Six questions for
Nico Angiuli

Tique asks six questions to an artist about their work and inspiration.
This week: Nico Angiuli.

Artist Nico Angiuli
Lives in Berlin
Website http://www.nicoangiuli.com/

How do you describe your own art practice?

In a way, mine is a residual practice, achieved by reflecting in art the world’s shapes. I would like my practice to be like a tool that insinuates, that stratifies complex and imaginative interpretations of the surrounding.

Which question or theme is central in your work?

The globalised human condition and the end of work, the body as a tool and the arbitrary use and abuse of landscape, private resistance and the intelligence of plants: these are the themes I have worked on in the past few years and intend to continue exploring in the future.

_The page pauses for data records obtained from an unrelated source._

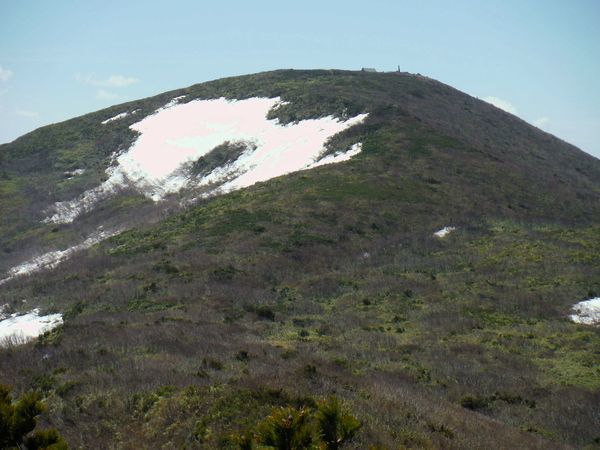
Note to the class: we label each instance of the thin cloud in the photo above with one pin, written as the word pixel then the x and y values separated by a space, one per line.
pixel 115 81
pixel 502 104
pixel 103 94
pixel 5 74
pixel 25 113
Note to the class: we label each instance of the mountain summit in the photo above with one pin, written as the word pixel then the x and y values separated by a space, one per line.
pixel 265 241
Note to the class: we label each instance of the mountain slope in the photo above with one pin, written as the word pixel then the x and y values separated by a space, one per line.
pixel 194 324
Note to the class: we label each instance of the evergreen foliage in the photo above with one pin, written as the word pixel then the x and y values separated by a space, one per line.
pixel 19 418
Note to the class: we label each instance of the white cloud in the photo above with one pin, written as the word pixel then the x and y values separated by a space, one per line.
pixel 502 104
pixel 5 74
pixel 25 113
pixel 541 122
pixel 112 81
pixel 107 95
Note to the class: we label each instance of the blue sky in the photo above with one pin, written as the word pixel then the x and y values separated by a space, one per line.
pixel 538 59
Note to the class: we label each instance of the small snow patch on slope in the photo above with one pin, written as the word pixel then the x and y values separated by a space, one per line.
pixel 444 232
pixel 587 312
pixel 22 328
pixel 117 117
pixel 52 259
pixel 178 134
pixel 337 157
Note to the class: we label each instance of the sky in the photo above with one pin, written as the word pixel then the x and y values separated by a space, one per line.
pixel 537 59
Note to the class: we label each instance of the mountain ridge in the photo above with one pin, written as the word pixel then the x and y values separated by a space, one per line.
pixel 199 320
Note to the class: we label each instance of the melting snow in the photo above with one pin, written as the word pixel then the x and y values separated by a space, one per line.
pixel 338 157
pixel 22 328
pixel 444 232
pixel 587 312
pixel 52 259
pixel 178 134
pixel 118 116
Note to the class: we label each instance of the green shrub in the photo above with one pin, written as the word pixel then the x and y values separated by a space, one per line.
pixel 286 429
pixel 335 426
pixel 19 418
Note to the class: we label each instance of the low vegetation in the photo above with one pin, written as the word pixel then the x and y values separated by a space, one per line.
pixel 319 308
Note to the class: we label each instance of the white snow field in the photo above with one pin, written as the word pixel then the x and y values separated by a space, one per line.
pixel 587 312
pixel 52 259
pixel 22 328
pixel 117 117
pixel 444 232
pixel 178 134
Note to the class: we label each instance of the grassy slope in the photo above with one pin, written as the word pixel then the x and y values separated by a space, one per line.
pixel 330 280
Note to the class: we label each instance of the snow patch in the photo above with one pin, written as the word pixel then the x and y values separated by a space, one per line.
pixel 444 232
pixel 338 157
pixel 178 134
pixel 74 173
pixel 52 259
pixel 25 327
pixel 587 312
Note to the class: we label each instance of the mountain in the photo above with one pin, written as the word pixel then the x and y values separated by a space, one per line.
pixel 269 240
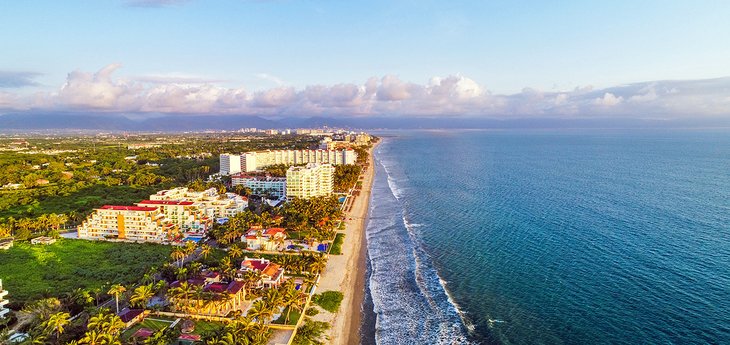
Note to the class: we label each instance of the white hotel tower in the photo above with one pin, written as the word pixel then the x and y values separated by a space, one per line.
pixel 252 161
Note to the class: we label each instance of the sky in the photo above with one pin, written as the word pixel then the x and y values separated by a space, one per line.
pixel 656 59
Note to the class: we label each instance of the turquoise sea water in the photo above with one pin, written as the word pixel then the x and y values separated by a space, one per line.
pixel 553 237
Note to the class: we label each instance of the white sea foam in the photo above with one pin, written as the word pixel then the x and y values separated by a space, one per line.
pixel 410 300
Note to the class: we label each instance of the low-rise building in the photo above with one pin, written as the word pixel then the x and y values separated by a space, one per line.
pixel 310 181
pixel 274 186
pixel 271 239
pixel 185 214
pixel 217 298
pixel 132 223
pixel 271 274
pixel 4 311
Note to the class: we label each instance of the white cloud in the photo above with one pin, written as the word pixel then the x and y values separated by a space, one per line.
pixel 608 100
pixel 389 95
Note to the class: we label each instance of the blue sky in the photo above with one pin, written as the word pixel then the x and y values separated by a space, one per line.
pixel 266 54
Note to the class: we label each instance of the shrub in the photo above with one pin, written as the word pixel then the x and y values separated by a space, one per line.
pixel 329 300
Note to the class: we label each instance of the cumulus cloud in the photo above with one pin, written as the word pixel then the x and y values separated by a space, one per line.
pixel 10 79
pixel 608 100
pixel 455 95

What was your first experience with art?

A close relative of mine would draw on a diary, which Italian companies often give as a New Year gift, a large bird on which a smaller one would rest, and then in turn a smaller one and then a smaller one again, like a standing tower of birds.

What is your greatest source of inspiration?

At present, I am attracted to the ‘pfandsammler’, can and bottle collectors in Berlin; they have generated a space for action, including economic action, from the recycling tax applied to beverages.

What do you need in order to create your work?

Contexts in which to act, people with whom to dialogue and form alliances, good readings, collective complicity.

What work or artist has most recently surprised you?

Reading Wood by Uriel Urlow and Fantakleid of Gabriele Stötzer.